McCain sets himself up the bomb


Kimberley Strassel:

...McCain-Feingold’s biggest “accomplishment” these past five years has been the flowering of those shadowy operations known as 527s, which abide by no rules. Democrats have fine-tuned these outfits, and are gearing up to unload hundreds of millions in negative advertising on none other than Mr. McCain...

In light of all this, the McCain camp has come up with a plan that it hopes will tighten the score. It has filed to create the “McCain Victory ’08” fund, a “hybrid legal structure” that includes the campaign, the Republican National Committee, and [committees in?] four battleground states.

Mr. McCain’s own law restricts individuals to donations of $2,300 per candidate, but those individuals can also contribute much bigger amounts to different party funds. So, with “McCain Victory ’08,” donors can write a check for $70,000.

Technically, the money is divided up between Mr. McCain, the RNC ($28,500) and the four states ($10,000 each). In reality, it will in effect all be used for the candidate’s benefit.
Strassel laments that McCain wouldn’t be faced with the prospect of weaseling around his own law if he “had fought instead for simple transparency– and trusted Americans to decide how much to give and to whom.”

But that’s water under the bridge.  Thanks to Congress, George Bush, and the Supreme Court, the law is the law, and the McCain campaign is attempting to get around the law’s $2,300 limit by gaming the system.

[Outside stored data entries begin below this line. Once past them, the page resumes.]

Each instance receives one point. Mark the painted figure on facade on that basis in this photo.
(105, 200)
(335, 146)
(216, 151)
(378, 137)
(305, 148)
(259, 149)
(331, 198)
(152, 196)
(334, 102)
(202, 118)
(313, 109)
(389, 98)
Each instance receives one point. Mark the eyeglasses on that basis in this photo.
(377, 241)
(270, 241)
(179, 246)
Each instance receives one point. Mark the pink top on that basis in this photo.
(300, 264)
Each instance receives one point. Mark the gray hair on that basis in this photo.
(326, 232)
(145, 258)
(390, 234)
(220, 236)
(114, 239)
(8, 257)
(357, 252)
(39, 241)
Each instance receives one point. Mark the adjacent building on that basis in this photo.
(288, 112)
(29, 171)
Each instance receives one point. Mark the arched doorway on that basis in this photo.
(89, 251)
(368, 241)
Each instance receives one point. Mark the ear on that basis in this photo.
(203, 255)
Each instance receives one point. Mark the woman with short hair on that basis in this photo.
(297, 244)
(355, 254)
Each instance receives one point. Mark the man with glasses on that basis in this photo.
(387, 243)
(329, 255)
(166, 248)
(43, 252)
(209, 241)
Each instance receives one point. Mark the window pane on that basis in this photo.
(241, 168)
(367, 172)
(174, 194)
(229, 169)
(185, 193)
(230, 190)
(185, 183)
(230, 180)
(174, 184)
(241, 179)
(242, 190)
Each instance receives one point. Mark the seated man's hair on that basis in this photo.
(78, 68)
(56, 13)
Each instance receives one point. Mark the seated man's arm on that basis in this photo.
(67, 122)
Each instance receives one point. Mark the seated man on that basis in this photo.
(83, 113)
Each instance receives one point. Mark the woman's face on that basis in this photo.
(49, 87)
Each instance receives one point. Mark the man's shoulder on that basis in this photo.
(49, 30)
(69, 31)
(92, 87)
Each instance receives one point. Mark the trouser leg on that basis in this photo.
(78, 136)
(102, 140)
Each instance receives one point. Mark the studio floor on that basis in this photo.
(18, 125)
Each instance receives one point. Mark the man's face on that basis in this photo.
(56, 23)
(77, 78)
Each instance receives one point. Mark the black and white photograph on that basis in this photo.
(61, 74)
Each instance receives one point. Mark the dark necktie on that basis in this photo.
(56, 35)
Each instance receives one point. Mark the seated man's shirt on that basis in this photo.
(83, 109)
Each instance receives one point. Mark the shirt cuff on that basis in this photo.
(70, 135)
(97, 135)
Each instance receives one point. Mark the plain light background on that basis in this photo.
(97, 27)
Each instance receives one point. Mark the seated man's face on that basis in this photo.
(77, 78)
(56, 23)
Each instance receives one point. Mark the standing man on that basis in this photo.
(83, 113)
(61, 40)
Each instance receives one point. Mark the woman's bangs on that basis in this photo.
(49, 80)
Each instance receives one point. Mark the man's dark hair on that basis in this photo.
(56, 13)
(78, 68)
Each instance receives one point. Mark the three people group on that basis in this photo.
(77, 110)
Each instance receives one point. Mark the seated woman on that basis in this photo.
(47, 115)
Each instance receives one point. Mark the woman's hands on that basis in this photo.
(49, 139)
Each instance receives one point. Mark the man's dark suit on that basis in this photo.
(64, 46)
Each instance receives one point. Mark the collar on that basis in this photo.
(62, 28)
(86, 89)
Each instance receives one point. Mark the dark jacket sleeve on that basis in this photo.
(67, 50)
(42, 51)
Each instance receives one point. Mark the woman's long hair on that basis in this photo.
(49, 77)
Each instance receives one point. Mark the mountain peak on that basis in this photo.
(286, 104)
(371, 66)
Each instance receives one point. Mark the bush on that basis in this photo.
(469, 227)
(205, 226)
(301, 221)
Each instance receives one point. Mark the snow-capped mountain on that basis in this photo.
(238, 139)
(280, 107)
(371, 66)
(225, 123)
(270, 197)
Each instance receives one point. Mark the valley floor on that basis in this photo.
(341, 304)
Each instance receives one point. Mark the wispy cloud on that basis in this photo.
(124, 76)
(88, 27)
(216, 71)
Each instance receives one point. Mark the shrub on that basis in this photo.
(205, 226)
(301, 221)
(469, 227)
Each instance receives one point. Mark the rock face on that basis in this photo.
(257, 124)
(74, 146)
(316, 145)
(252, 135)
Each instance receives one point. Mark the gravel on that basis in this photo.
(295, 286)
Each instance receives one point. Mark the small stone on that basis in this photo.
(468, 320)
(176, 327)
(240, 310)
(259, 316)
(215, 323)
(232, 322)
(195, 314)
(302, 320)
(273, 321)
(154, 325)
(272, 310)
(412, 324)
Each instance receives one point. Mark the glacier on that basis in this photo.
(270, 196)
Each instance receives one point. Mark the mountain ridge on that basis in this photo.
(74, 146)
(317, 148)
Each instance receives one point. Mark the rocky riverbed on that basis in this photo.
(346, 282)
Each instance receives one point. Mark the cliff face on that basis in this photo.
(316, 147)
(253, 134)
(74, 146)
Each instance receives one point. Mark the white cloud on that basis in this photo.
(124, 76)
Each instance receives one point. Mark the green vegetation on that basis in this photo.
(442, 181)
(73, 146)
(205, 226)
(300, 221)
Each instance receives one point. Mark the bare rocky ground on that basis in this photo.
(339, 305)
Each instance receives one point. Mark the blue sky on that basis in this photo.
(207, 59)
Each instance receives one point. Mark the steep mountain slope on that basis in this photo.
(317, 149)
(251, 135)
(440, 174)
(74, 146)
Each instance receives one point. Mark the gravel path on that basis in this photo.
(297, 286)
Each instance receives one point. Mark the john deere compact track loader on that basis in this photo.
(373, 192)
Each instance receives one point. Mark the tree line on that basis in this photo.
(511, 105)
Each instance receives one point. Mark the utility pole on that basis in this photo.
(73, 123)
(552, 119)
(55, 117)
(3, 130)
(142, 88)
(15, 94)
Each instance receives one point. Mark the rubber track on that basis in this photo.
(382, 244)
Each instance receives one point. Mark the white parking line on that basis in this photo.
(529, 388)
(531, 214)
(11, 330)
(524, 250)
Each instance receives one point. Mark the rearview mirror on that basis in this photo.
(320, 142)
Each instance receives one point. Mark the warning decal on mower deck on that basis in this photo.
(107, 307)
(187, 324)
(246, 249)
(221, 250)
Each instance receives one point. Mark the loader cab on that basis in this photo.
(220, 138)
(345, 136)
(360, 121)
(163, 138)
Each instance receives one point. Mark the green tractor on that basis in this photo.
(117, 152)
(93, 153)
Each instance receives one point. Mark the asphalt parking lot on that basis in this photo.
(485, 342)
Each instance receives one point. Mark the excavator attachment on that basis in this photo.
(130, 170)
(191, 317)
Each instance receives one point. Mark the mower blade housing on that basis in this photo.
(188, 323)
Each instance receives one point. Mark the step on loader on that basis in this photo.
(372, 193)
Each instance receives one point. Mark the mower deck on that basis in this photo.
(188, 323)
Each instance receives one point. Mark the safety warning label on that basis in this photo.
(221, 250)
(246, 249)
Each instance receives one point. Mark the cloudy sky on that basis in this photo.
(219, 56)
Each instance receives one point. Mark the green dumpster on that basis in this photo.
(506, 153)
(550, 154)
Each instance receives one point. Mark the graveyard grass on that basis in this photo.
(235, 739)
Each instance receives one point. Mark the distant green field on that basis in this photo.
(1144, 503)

Should ordinary folks try tricks like this, the government is quick to register its disapproval; as Bill Quick pointed out (in another context):
...Law enforcement views attempts to game the system as evidence of a crime if not a crime in itself. (Search the first link for “structure,” as in structured deposit or structured transaction. Search the second link for the Structured Transactions section, about 40% of the way down.)
If Mr. McCain doesn’t possess the integrity to instruct his supporters to abide by the spirit of his own law, maybe this finagling should be referred for prosecution.

(Hah.  Not likely!)

But what is likely is that the MSM and all of those evil Democrat 527s will be all over this, come next fall.